Русские писатели о цензуре и цензорах. От Радищева до наших дней. 1790–1990 - стр. 42
Книгопродавец с Berner street[81] как-то прислал купить на 10 ш<иллингов> «Крещеной собственности», я это принял за успех, подарил его мальчику шиллинг на водку и с несколько буржуазной радостью отложил в особое место этот первый гафсоврен[82], выработанный русской типографией.
Сбыт в деле пропаганды так же важен, как и во всяком другом. Даже простой, материальный труд нельзя делать с любовью, зная, что он делается напрасно. Заставьте лучших в мире актеров играть в пустой зале – они будут играть прескверно.

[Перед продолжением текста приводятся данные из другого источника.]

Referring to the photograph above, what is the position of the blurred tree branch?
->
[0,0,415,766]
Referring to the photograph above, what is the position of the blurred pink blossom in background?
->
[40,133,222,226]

Консистории, знающие по обязанности своего сана тонкость нравственных пыток, приговаривают попов за воровство, пьянство и другие светские слабости толочь воду.
Но не все же мы толкли воду с вами, Чернецкий, – пришел праздник и на нашей улице.
Он начался торжественно.
Утром 4 марта я вхожу по обыкновению часов в восемь в свой кабинет, развертываю «Теймс»[83], читаю, читаю десять раз и не понимаю, не смею понять грамматический смысл слов, поставленных в заглавие телеграфической новости: «The death of the emperor of Russia»[84].
He помня себя, бросился я с «Теймсом» в руке в столовую, я искал детей, домашних, чтоб сообщить им великую новость, и со слезами искренней радости на глазах подал им газету… Несколько лет свалилось у меня с плеч долой, я это чувствовал.
Остаться дома было невозможно. Тогда в Ричмонде жил Энгельсон, я наскоро оделся и хотел идти к нему, но он предупредил меня и был уже в передней, мы бросились друг другу на шею и не могли ничего сказать, кроме слов: «Ну, наконец-то он умер!» Энгельсон по своему обыкновению прыгал, перецеловал всех в доме, пел, плясал, и мы еще не успели прийти в себя, как вдруг карета остановилась у моего подъезда и кто-то неистово дернул колокольчик: трое поляков прискакали из Лондона в Твикнем, не дожидаясь поезда железной дороги, меня поздравить.
Я велел подать шампанского, никто не думал о том, что все это было часов в одиннадцать утра или ранее. Потом без всякой нужды мы поехали все в Лондон. На улицах, на бирже, в трактирах только и речи было о смерти Николая, я не видал ни одного человека, который бы не дышал легче, узнавши, что это бельмо снято с глаза человечества, и не радовался бы, что этот тяжелый тиран в ботфортах, наконец, зачислен по химии.
В воскресенье дом мой был полон с утра: французские, польские рефюжье[85], немцы, итальянцы, даже английские знакомые приходили, уходили с сияющим лицом, день был ясный, теплый, после обеда мы вышли в сад. На берегу Темзы играли мальчишки, я подозвал их к решетке и, сказав им, что мы празднуем смерть их и нашего врага, бросил им на пиво и конфеты целую горсть мелкого серебра. «Уре! Уре! – кричали мальчишки. – Impernikel is dead! Impernikel is dead!»